Emeline Booth (1810-1895) married 1st Michael Hummer (1802-1886).
Second she married William Kerr Cochran (1807-1864)
William Kerr Cochran's 1st wife was Nancy A Hummer (1807-1851).
Nancy A Hummer and Michael Hummer were brother and sister.

Incidentally her first husband died in Kansas, and had no other children with his second wife, Mary Margrave, the spirit medium, while Emmeline remained in Indiana. I love that her invitation to her father and brother to move in with her included the author's statement that her husband wasn't in very good health and had a lot of land. No wonder her father didn't stay but a season, and the next fall went to Wisconsin to stay with his son, Eli and wife, Juliette Rice Booth in Fitchberg, Dane County. Eli had registered for the draft in the Civil War in 1863, and identified himself as a shoemaker.

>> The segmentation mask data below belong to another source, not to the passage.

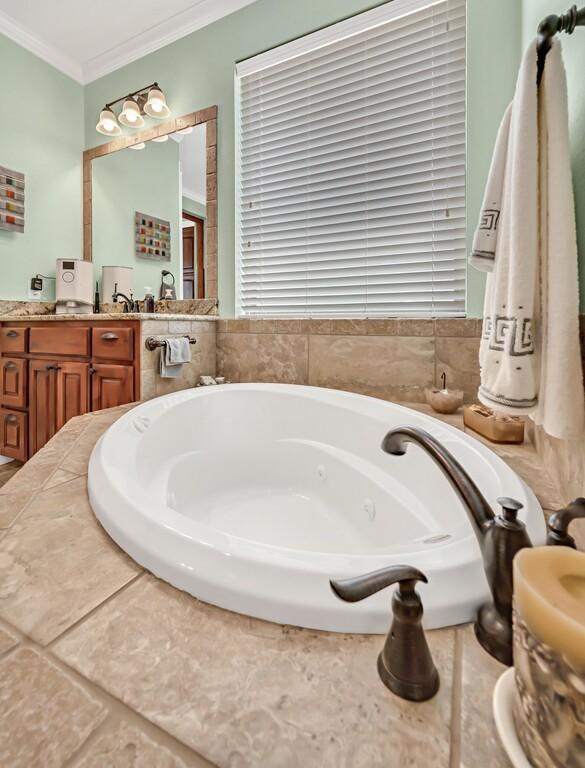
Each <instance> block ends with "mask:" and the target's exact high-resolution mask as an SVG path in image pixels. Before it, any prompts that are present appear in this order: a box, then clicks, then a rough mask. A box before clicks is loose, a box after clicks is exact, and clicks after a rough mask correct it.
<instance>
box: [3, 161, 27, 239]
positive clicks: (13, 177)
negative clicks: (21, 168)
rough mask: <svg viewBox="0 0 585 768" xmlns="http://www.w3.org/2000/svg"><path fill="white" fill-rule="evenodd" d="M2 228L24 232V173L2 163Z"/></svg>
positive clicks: (5, 229)
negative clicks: (3, 164) (6, 166)
mask: <svg viewBox="0 0 585 768" xmlns="http://www.w3.org/2000/svg"><path fill="white" fill-rule="evenodd" d="M0 229H5V230H8V231H9V232H24V174H23V173H18V171H10V170H9V169H8V168H3V167H2V166H1V165H0Z"/></svg>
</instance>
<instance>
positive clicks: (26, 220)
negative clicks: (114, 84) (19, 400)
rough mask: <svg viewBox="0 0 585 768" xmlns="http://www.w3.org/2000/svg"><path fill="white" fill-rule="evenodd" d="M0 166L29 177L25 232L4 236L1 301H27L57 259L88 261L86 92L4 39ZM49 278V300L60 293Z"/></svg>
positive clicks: (28, 182) (10, 233) (2, 258)
mask: <svg viewBox="0 0 585 768" xmlns="http://www.w3.org/2000/svg"><path fill="white" fill-rule="evenodd" d="M0 72H2V73H3V74H2V86H1V89H2V96H1V99H2V109H1V117H0V165H4V166H6V167H8V168H11V169H13V170H15V171H21V172H23V173H24V174H25V182H26V189H25V231H24V234H18V233H15V232H5V231H0V299H27V298H28V286H29V284H30V278H31V277H32V276H33V275H35V274H36V273H37V272H40V273H42V274H45V275H54V274H55V259H57V258H59V257H65V258H71V259H79V258H82V243H81V233H82V226H81V153H82V152H83V136H84V119H83V88H82V86H81V85H79V84H78V83H76V82H74V81H73V80H71V79H70V78H69V77H67V76H66V75H63V74H62V73H61V72H59V71H58V70H56V69H54V68H53V67H51V66H49V65H48V64H46V63H45V62H44V61H42V60H41V59H39V58H37V57H36V56H34V55H33V54H32V53H29V52H28V51H25V50H24V49H23V48H21V47H20V46H18V45H15V44H14V43H13V42H11V41H10V40H8V39H7V38H6V37H4V36H2V35H0ZM54 286H55V284H54V281H53V280H46V281H45V284H44V292H43V298H46V299H47V300H52V299H53V297H54V295H55V287H54Z"/></svg>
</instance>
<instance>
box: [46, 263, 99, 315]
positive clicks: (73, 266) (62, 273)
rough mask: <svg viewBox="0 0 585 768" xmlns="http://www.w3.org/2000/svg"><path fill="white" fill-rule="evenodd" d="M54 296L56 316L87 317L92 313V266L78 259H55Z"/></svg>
mask: <svg viewBox="0 0 585 768" xmlns="http://www.w3.org/2000/svg"><path fill="white" fill-rule="evenodd" d="M55 294H56V301H57V306H56V308H55V312H56V314H58V315H87V314H91V312H92V311H93V264H92V263H91V261H81V260H80V259H57V265H56V268H55Z"/></svg>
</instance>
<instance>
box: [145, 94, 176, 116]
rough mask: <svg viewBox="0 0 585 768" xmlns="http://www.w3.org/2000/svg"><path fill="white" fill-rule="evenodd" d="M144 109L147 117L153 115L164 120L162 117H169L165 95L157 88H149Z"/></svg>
mask: <svg viewBox="0 0 585 768" xmlns="http://www.w3.org/2000/svg"><path fill="white" fill-rule="evenodd" d="M144 111H145V112H146V114H147V115H148V116H149V117H154V118H156V119H157V120H164V118H166V117H169V116H170V114H171V110H170V109H169V108H168V107H167V100H166V98H165V95H164V93H163V92H162V91H161V90H159V89H158V88H151V89H150V91H149V92H148V99H147V101H146V104H145V105H144Z"/></svg>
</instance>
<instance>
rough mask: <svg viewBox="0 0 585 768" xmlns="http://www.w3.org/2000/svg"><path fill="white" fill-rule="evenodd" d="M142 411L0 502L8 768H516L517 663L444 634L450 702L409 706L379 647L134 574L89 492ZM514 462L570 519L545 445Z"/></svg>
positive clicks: (116, 410) (6, 753)
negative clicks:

Erastus Lafayette married, lived in Indiana, and worked in county clerk's office. He and Hettie had 3 children, all born in Indiana

The last records are brief, and probably to the point if the letter was in April 1859. The comment about Ann Jeanette doesn't mention that she married Aug 10, 1858 to John H. Salisbury. Their first daughter was born July 23, 1869, so it's possible she was staying with the Goodings for the birth with her older sister in Wisconsin.

Now going back to the father of all these adult children...

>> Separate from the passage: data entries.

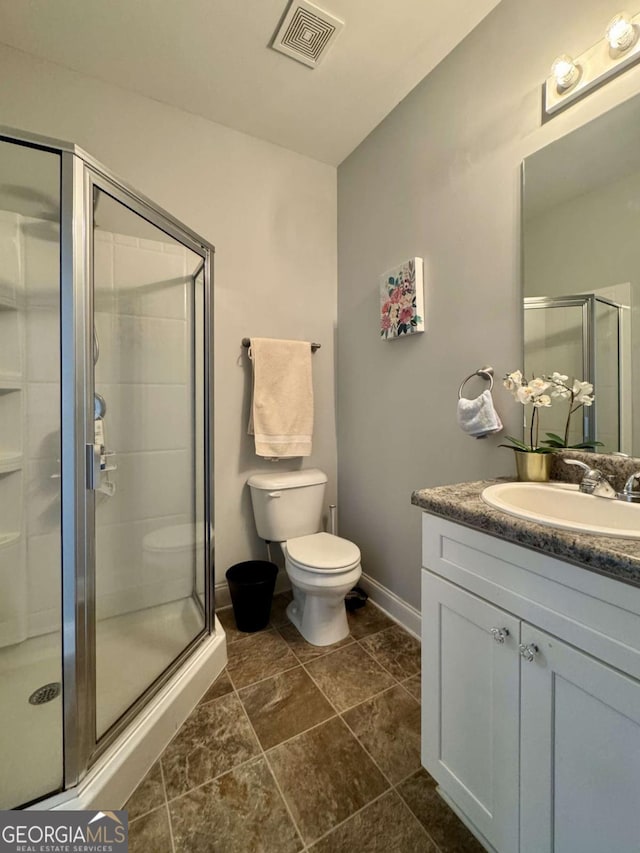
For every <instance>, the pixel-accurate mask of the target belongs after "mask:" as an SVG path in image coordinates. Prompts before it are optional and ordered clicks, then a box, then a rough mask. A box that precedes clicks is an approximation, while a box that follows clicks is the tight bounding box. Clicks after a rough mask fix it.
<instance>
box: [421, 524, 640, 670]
mask: <svg viewBox="0 0 640 853" xmlns="http://www.w3.org/2000/svg"><path fill="white" fill-rule="evenodd" d="M422 564H423V567H424V568H426V569H428V570H430V571H432V572H434V573H435V574H438V575H441V576H442V577H444V578H446V579H447V580H450V581H451V582H452V583H455V584H457V585H458V586H460V587H462V588H464V589H467V590H469V591H470V592H473V593H474V594H476V595H479V596H481V597H482V598H484V599H486V600H488V601H491V602H492V603H493V604H496V605H498V606H499V607H502V608H504V609H505V610H507V611H509V612H510V613H513V614H514V615H515V616H517V617H519V618H521V619H525V620H527V621H528V622H532V623H533V624H536V625H539V626H540V627H541V628H543V629H544V630H546V631H548V632H549V633H551V634H553V635H555V636H556V637H559V638H561V639H563V640H565V641H566V642H568V643H570V644H572V645H574V646H576V647H578V648H581V649H583V650H584V651H586V652H588V653H589V654H591V655H593V656H594V657H597V658H600V659H601V660H604V661H606V662H607V663H609V664H611V665H612V666H614V667H616V668H618V669H620V670H622V671H623V672H627V673H629V674H630V675H632V676H633V677H635V678H638V679H640V588H638V587H635V586H631V585H629V584H625V583H622V582H620V581H616V580H613V579H611V578H607V577H605V576H603V575H599V574H597V573H595V572H590V571H588V570H587V569H584V568H581V567H579V566H574V565H572V564H570V563H566V562H564V561H561V560H556V559H554V558H553V557H549V556H547V555H546V554H542V553H538V552H536V551H532V550H530V549H528V548H522V547H520V546H518V545H513V544H512V543H510V542H504V541H503V540H501V539H498V538H496V537H492V536H490V535H488V534H485V533H480V532H478V531H475V530H471V529H469V528H466V527H463V526H462V525H459V524H454V523H453V522H450V521H446V520H445V519H441V518H439V517H437V516H433V515H429V514H428V513H424V514H423V553H422Z"/></svg>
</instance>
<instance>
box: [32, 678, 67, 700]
mask: <svg viewBox="0 0 640 853" xmlns="http://www.w3.org/2000/svg"><path fill="white" fill-rule="evenodd" d="M61 690H62V685H61V684H60V682H59V681H52V682H51V684H43V685H42V687H38V689H37V690H34V691H33V693H32V694H31V696H29V703H30V704H31V705H44V703H45V702H51V700H52V699H55V698H56V696H59V695H60V691H61Z"/></svg>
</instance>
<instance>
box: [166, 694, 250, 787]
mask: <svg viewBox="0 0 640 853" xmlns="http://www.w3.org/2000/svg"><path fill="white" fill-rule="evenodd" d="M259 752H260V747H259V744H258V742H257V740H256V736H255V735H254V733H253V731H252V730H251V726H250V725H249V722H248V720H247V718H246V716H245V713H244V710H243V708H242V705H241V703H240V700H239V699H238V697H237V696H236V695H235V693H229V694H228V695H227V696H223V697H222V698H220V699H216V700H215V701H213V702H207V704H206V705H198V707H197V708H196V709H195V711H194V712H193V713H192V714H191V716H190V717H189V718H188V719H187V721H186V722H185V724H184V725H183V726H182V728H181V729H180V731H179V732H178V734H177V735H176V737H175V738H174V739H173V740H172V741H171V743H170V744H169V746H168V747H167V748H166V750H165V751H164V753H163V755H162V759H161V760H162V770H163V772H164V781H165V786H166V790H167V797H168V798H169V799H171V798H172V797H177V796H179V795H180V794H184V793H185V792H186V791H188V790H190V789H191V788H194V787H195V786H196V785H201V784H202V783H203V782H207V781H208V780H209V779H213V778H214V777H216V776H219V775H220V774H221V773H225V772H226V771H227V770H230V769H231V768H232V767H236V766H237V765H238V764H241V763H242V762H244V761H247V760H248V759H249V758H251V757H252V756H254V755H257V754H258V753H259Z"/></svg>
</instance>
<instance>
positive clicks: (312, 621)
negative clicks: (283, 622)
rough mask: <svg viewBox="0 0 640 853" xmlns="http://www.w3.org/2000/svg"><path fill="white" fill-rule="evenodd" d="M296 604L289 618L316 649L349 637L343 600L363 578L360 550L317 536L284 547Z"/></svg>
mask: <svg viewBox="0 0 640 853" xmlns="http://www.w3.org/2000/svg"><path fill="white" fill-rule="evenodd" d="M282 552H283V554H284V558H285V570H286V572H287V575H288V576H289V580H290V581H291V587H292V590H293V601H292V602H291V604H289V606H288V607H287V616H288V617H289V619H290V620H291V622H293V624H294V625H295V626H296V628H297V629H298V631H300V633H301V634H302V636H303V637H304V638H305V640H307V642H309V643H311V644H312V645H314V646H329V645H331V644H332V643H338V642H340V640H343V639H344V638H345V637H347V636H348V635H349V623H348V622H347V611H346V608H345V606H344V597H345V595H346V594H347V593H348V592H349V590H350V589H351V588H352V587H354V586H355V585H356V584H357V583H358V581H359V579H360V575H361V574H362V568H361V566H360V550H359V548H358V547H357V546H356V545H354V544H353V542H350V541H349V540H348V539H341V538H340V537H339V536H333V535H332V534H330V533H314V534H312V535H310V536H300V537H298V538H295V539H290V540H288V541H287V542H283V543H282Z"/></svg>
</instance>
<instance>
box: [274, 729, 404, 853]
mask: <svg viewBox="0 0 640 853" xmlns="http://www.w3.org/2000/svg"><path fill="white" fill-rule="evenodd" d="M268 758H269V762H270V764H271V766H272V768H273V771H274V773H275V776H276V778H277V780H278V784H279V785H280V788H281V790H282V792H283V794H284V796H285V799H286V800H287V804H288V805H289V808H290V809H291V812H292V814H293V817H294V820H295V821H296V823H297V825H298V827H299V829H300V831H301V832H302V836H303V838H304V840H305V843H307V844H309V843H310V842H312V841H314V840H316V839H318V838H320V836H322V835H324V834H325V833H326V832H328V831H329V830H330V829H333V827H335V826H337V824H339V823H341V822H342V821H343V820H345V819H346V818H348V817H350V815H352V814H353V813H354V812H356V811H357V810H358V809H360V808H362V807H363V806H364V805H366V804H367V803H368V802H371V800H373V799H375V798H376V797H377V796H379V795H380V794H381V793H382V792H383V791H384V790H385V789H386V788H387V782H386V781H385V779H384V777H383V776H382V774H381V773H380V772H379V770H378V769H377V768H376V766H375V765H374V764H373V762H372V761H371V759H370V758H369V757H368V755H367V754H366V752H365V751H364V750H363V749H362V747H361V746H360V744H359V743H358V741H357V740H356V739H355V738H354V736H353V735H352V734H351V732H350V731H349V730H348V729H347V727H346V726H345V724H344V723H343V722H342V720H340V719H339V718H337V717H335V718H333V719H331V720H328V721H327V722H326V723H322V724H321V725H319V726H316V728H314V729H311V731H308V732H305V733H304V734H301V735H298V737H295V738H293V739H292V740H288V741H286V743H283V744H280V746H276V747H275V748H274V749H272V750H271V751H270V752H269V753H268Z"/></svg>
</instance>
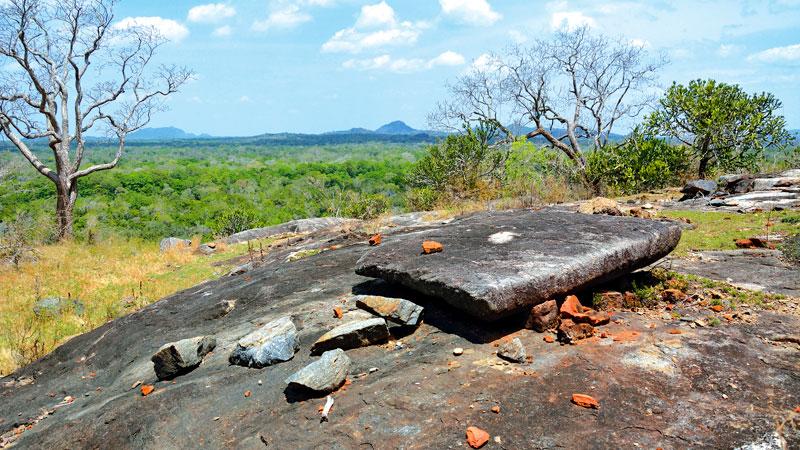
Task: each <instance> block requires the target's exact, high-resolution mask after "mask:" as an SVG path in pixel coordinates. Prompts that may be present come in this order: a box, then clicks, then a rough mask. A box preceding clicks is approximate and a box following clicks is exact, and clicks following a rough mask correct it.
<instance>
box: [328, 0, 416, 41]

Legrand Booth had gone through some tough financial times in 1815, having "Notice of Insolvancy" in August and December of that year, as published in 2 newspapers. 5 years prior to that, in the 1810 census he only had 5 household members. By 1820 there were 8.  They just kept having more children, apparently!

And then there's also a story about how some Booths took part in the California gold rush.  That's a story for another day, which cousin Cheryl shared on Ancestry.  I'll look it up for tomorrow's post.

 Quote for the Day:

Water is a great teacher that shows us how to move through the world with grace, ease, determination, and humility.